How to install language model for spaCy in requirements.yml

I am learning how to use streamlit and spaCy. How do I write the equivalent of

python -m spacy download en_core_web_lg

in requirements.yml?

The documentation said to include a requirements.yml or requirements.txt so I tried creating those files by exporting the environment. I ended up taking hours trying out different variations of pip and conda commands before I realised I should write a simplified version manually.

While I was able to figure this out eventually, I cannot figure out how to resolve the installation of language model in a yaml file. There is no documentation I can google to describe how to install a language model. Would appreciate some help on what commands to use and where exactly to put it.

Hi @darylkdps, welcome to the community! :wave:

Perhaps this past thread is informative:

Your suggestion works. Thanks.

Turns out it was a problem with environment.yml. I had no problem when I eventually tried using requirements.txt.

I kept getting “Error during processing dependencies!” when I use yml. Morever, the whole “baking” process takes extremely long so the trial and error process took a few hours. I was hoping to get at least some message telling me what went wrong but the only meaningful message I got was something about “bash: line 3: 15 Killed /home/appuser/.conda/bin/conda env update -n base --file environment.yml” and “installer returned a non-zero exit code”. I formatted my yml according to https://conda.io/projects/conda/en/latest/user-guide/tasks/manage-environments.html#creating-an-environment-file-manually so I couldn’t figure out how or why it is causing errors.

1 Like

Thanks for the feedback about the lack of informative error messages when installing dependencies via environment.yml. I’ll pass it along internally. :balloon:

The error with your environment.yml had to do with including the spacy model url as a dependency. The spacy docs indicate the url must be included in requirements.txt instead. There’s no mention of a requirements.yml in their docs.
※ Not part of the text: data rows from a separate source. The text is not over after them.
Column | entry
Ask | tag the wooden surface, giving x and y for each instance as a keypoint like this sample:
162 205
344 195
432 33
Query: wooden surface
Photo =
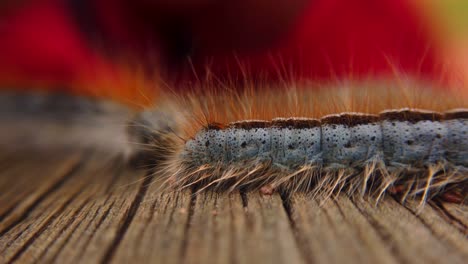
88 208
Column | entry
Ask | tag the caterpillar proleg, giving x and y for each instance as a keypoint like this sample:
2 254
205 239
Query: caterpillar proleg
399 150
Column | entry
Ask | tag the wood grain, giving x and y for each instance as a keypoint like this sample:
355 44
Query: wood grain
88 208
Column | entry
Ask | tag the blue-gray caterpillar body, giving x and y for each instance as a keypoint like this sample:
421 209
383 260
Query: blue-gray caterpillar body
399 137
411 152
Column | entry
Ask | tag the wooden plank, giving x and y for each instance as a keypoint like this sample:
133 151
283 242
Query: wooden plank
157 233
222 230
28 183
96 210
336 232
458 213
73 220
409 239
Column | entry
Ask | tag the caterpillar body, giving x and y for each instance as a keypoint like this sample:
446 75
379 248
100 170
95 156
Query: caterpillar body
406 152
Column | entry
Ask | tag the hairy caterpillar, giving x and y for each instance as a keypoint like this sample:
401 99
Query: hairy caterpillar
383 149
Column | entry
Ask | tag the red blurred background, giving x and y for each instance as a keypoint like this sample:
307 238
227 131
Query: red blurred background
120 49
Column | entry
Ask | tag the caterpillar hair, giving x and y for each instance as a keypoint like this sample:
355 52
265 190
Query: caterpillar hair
362 139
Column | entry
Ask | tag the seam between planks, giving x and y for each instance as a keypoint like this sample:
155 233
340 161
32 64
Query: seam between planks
107 258
184 246
66 176
383 234
304 253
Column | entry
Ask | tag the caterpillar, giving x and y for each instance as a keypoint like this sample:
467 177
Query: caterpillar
407 152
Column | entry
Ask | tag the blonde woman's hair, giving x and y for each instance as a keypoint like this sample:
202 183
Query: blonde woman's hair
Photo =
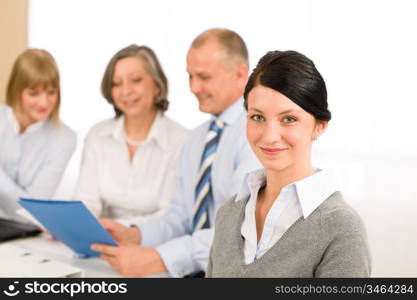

Thanks for clarifying. I was looking at Streamlit’s documentation and didnt know spaCy’s documentation takes precedence. Just stating this here explicitly to help someone else who might run into the same problem.

Also, my initial requirements.yml actually had the following without the spacy model url. It failed even with this:

name: xxx
channels:
  - plotly
  - conda-forge
  - defaults
dependencies:
  - matplotlib=3.6.0
  - numpy=1.23.3
  - pandas=1.4.4
  - plotly=5.10.0
  - python-docx=0.8.11
  - scikit-learn=1.1.2
  - scipy=1.9.1
  - seaborn=0.12.0
  - spacy=3.4.1
  - streamlit=1.12.2
  - tqdm=4.64.1
  - wasabi=0.9.1
1 Like

spaCy’s docs take precedence when it comes to model installation instructions. Your initial file failed because it was called requirements.txt but the contents were what’s supposed to be in environment.yml.

After you renamed the file and included only the above, without the spacy model url, it still failed. I tried deploying an app with the exact contents you’ve shared. It took ages for the “baking” process to complete. Once it was done, I got the identical, non-descriptive error message you did :confused:

Definitely not an ideal developer experience. I will share your feedback with the team. Thanks for your patience and taking time to explain the issue to us :balloon: